Venom from the snake Bothrops asper Garman. Purification and characterization of three phospholipases A2

Abstract

The water-soluble venom of B. asper (San Juan Evangelista, Veracruz, Mexico) showed 15 polypeptide bands on polyacrylamide-gel electrophoresis. This material exhibited phospholipase, hyaluronidase, N-benzoyl-L-arginine ethyl hydrolase, N-benzoyl-L-tyrosine ethyl hydrolase and phosphodiesterase activity, but no alkaline phosphatase or acid phosphatase activity. Fractionation on Sephadex G-75 afforded 7 protein fractions, which were apparently less toxic than the whole venom (LD50 = 4.3 .mu.g/g mouse wt). Subsequent separation of the phospholipase-positive fraction (II) on DEAE-cellulose with potassium phosphate buffers (pH 7.55) gave several fractions, 2 being phospholipase-positive (II.6 and II.8). These fractions were further purified on DEAE-cellulose columns with potassium phosphate buffers (pH 8.6).
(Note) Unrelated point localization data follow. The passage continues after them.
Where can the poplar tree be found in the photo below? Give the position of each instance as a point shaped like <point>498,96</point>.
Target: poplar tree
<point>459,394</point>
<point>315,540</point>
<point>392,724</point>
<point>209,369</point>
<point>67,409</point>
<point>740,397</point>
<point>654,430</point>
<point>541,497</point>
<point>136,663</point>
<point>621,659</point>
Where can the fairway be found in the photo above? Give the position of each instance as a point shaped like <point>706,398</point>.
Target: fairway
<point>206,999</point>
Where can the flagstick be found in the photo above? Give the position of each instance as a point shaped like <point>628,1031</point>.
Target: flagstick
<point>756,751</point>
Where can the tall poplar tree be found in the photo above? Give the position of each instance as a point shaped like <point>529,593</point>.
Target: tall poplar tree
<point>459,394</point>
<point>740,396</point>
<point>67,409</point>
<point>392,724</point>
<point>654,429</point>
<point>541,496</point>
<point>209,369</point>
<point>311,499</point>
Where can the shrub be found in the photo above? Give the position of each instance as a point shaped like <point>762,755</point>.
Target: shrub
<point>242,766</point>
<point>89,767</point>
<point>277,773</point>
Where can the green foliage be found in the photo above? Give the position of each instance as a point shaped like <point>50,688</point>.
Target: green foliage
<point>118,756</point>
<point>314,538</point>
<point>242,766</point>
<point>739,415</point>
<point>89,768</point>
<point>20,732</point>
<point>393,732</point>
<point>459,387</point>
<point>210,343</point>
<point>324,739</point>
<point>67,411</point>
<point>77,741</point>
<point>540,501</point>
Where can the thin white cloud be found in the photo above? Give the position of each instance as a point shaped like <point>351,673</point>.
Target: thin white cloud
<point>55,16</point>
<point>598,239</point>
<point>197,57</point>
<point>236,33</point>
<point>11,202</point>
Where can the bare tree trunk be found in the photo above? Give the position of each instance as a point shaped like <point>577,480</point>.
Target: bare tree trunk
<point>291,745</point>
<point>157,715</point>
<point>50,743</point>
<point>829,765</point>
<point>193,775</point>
Fraction II.8.4 was rechromatographed in the same DEAE-cellulose column, giving a pure protein designated phospholipase 1. The fraction II.6.3 was further separated by gel disc electrophoresis yielding 2 more pure proteins designated phospholipase 2 and phospholipase 3. Analysis of phospholipids hydrolysed by these enzymes showed that all 3 phospholipases belong to type A2. Amino acid analysis showed that phospholipase A2 (type 1) has 97 residues with a calcualted MW 10,978 .+-. 11. Phospholipase A2 (type 2) has 96 residues with a MW 10,959 .+-. 11. Phospholipase A2 (type 3) has 266 residues with 16 half-cystine residues and a calculated MW 29,042 .+-. 31. Automated Edman degradation showed the N-terminal sequence to be: Asx-Leu-Trp-Glx-Phe-Gly-Glx-Met-Met-Ser-Asx-Val-Met-Arg-Lys-Asx-Val-Val-Phe-Lys-Tyr-Leu- for phospholipase A2 (type 2).